The success of a Trombe Wall in capturing heat depends on the same factors as heat capture in anything else (including the leather seats of a car). Trombe Wall heat capture depends on, colour, the angle of the Trombe Wall to the sun. How reflective the surface of the Trombe Wall is, the thermal mass and the conductivity of the materials used to build the Trombe Wall. For a Trombe Wall to work best it needs to be made from high thermal mass materials (for example water or concrete), and the Trombe Wall has to face the sun. Clear but non-reflective glass at the front of the Trombe Wall allows for more heat to enter and a dark matt surface exposed on the part of the Trombe Wall, which faces the sun, will absorb the most heat.

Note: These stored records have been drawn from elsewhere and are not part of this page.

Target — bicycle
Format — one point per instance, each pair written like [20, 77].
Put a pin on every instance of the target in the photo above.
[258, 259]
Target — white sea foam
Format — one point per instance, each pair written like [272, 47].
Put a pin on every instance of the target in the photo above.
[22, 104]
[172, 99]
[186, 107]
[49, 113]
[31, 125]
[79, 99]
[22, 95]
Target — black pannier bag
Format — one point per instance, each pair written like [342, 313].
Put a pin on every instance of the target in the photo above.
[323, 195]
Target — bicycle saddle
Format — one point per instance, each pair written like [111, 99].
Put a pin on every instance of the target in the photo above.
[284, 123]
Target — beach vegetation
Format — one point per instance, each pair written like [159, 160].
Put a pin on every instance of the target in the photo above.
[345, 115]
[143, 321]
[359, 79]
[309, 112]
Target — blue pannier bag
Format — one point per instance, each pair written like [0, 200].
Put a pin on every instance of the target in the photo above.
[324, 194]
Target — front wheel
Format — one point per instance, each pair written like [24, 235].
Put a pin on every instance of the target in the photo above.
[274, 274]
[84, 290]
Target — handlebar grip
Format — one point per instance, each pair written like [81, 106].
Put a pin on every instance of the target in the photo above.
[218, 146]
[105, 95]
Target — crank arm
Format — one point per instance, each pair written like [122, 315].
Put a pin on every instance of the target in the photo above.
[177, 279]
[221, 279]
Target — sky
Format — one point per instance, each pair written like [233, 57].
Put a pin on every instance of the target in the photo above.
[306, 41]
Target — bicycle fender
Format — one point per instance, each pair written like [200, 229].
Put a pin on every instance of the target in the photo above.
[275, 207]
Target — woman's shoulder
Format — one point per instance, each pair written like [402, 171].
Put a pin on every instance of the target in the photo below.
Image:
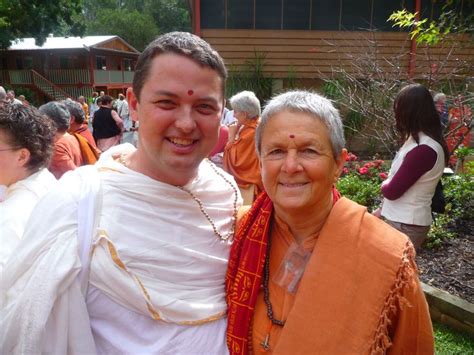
[373, 234]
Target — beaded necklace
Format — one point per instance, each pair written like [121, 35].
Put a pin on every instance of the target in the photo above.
[204, 212]
[266, 289]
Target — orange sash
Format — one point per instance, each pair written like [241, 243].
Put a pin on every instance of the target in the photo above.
[245, 271]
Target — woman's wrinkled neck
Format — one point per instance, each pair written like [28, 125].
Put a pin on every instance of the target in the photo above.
[302, 224]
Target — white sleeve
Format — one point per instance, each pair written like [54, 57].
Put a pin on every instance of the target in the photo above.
[43, 309]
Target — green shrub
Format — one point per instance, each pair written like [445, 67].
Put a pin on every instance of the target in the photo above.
[449, 341]
[365, 192]
[459, 195]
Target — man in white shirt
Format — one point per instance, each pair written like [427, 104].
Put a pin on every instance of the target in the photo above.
[129, 255]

The type of wall we refer to has a Trombe Wall however has been in existence in a more rudimentary form for millennia. Any thick dense wall acts like a Trombe Wall. We are all aware that thick, dense walls keep us cool in the summer and warm in the winter. Modern Trombe Wall design however is more sophisticated and fits in with modern integrated energy efficiency practices.

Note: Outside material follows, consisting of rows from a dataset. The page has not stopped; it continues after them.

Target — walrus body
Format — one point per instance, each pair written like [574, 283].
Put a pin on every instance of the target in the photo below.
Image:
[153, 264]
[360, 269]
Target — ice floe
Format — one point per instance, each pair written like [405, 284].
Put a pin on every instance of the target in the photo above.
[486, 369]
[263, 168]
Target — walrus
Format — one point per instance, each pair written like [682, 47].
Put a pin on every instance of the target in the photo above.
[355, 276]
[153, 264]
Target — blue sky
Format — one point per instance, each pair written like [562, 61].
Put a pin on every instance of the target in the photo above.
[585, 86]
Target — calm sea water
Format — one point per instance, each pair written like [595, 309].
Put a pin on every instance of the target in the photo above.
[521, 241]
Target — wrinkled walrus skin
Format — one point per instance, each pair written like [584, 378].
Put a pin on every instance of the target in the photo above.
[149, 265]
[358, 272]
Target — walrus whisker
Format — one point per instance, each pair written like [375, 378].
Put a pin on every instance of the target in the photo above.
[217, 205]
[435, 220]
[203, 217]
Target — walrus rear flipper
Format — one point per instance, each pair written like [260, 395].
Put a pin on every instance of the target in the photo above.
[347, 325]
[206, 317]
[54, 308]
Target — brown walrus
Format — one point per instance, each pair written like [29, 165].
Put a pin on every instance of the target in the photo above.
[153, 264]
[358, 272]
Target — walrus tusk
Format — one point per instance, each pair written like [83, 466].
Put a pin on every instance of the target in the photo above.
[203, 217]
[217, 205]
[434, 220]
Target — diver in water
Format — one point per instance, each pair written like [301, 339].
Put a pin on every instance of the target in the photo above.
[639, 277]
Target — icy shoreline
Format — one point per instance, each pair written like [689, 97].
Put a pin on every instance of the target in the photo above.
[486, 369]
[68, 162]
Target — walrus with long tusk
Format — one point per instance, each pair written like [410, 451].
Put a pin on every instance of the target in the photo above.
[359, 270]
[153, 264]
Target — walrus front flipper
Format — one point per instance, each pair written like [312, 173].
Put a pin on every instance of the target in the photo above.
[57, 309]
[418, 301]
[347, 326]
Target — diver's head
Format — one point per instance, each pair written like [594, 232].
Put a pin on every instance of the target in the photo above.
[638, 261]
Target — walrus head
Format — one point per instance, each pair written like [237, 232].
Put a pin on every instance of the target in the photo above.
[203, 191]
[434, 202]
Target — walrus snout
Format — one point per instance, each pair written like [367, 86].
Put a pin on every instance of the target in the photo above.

A Trombe wall may be constructed with or without internal vents. A non vented Trombe Wall uses all the heat trapped between the glass and the internal wall to heat up the thermal mass for release later. A vented Trombe Wall allows the occupant to release the heat as required and use it for any purpose. A vented Trombe Wall uses controllable flaps to prevent convection of the heat into directions where it is not required. A Trombe Wall can even be designed to allow for heat to be diverted to the outside on hot summer nights. There is some debate amongst the ‘passive solar community’ as to which type is best. A vented Trombe Wall has considerable advantages over a non vented one. They are able to shed heat early in the evening when the household needs it. A non vented Trombe Wall does however have the advantage of maintaining improved diurnal stability overall but much of that benefit can be obtained with a vented wall. And a vented Trombe Wall is usually more practicable for use as a usable source of energy in one form or another. A general guide to be applied when designing dense masonry walls is the rule that heat is lost and absorbed at about an inch per 2 hours. So a six inch thick wall will absorb and lose its heat in twelve hours.

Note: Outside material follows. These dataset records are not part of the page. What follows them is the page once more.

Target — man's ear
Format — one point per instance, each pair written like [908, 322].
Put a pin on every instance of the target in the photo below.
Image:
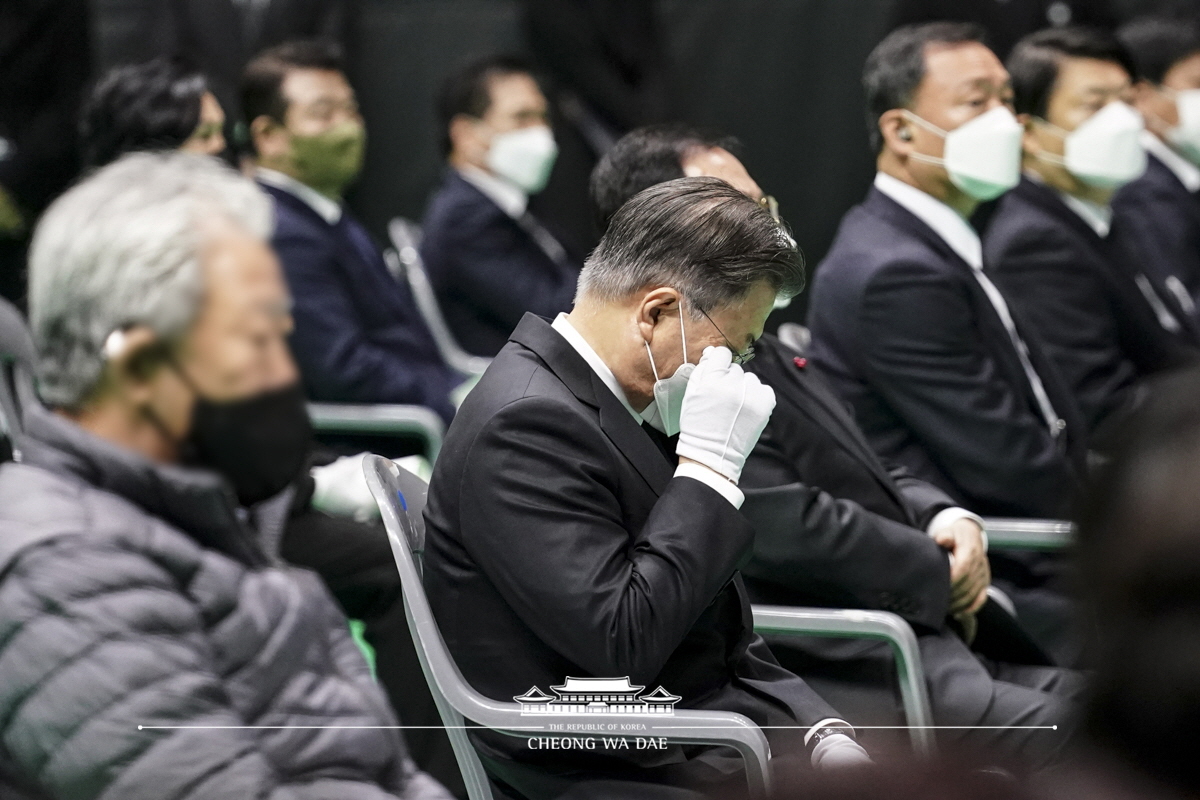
[1030, 142]
[269, 137]
[133, 355]
[897, 131]
[654, 304]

A Trombe Wall can incorporate many features. Typically a Trombe Wall can include an exhaust vent near the top that can be opened during the summer. This type of venting makes the Trombe Wall act as a solar chimney pumping fresh air around the house during the days when there isn’t a breeze. Windows in a Trombe Wall lowers its efficiency but may need to be present for lighting and to improve the appearance. But the different properties of glass can be applied to different parts of the Trombe Wall. If the outer glazing of the Trombe Wall is made of glass designed for high Ultra Violet transmittance whilst the windows are made of standard glass, high heat absorbtion can be achieved whilst still protecting the furnishings in the room from excessive ultraviolet radiation from the sun and heat. A Trombe Wall can incorporate electric thermostatically controlled blowers to improve heat and air flow, movable shades to reduce heat loss at night and trellises to shade the solar collector in the summer. A Trombe Wall can also incorporate insulation coverings to be used at night on the outside surfaces, water tanks and tubes to power the hot water system, and even fish tanks can be used to provide the thermal mass.
Half Height Trombe Wall
A Trombe Wall does not have to be full height. They can be built to whatever height is required and to suit the residence. Building a Trombe Wall at half height is popular because they greatly enhance the passive storage capacity of the home whilst being very easy to construct. A Half height Trombe Wall is also reasonably easy to incorporate into local architecture. A Trombe Wall is particularly suited to parts of the Third World where availability of any heating at all is regarded as a luxury. In parts of India the traditional fuel is dung. Yet they have 320 days of sunshine a year. Burning dung in the living room is not the ideal first choice as a sustainable heating option so a Trombe Wall made from the local mud and brick offers better relief from the smoke and the cold.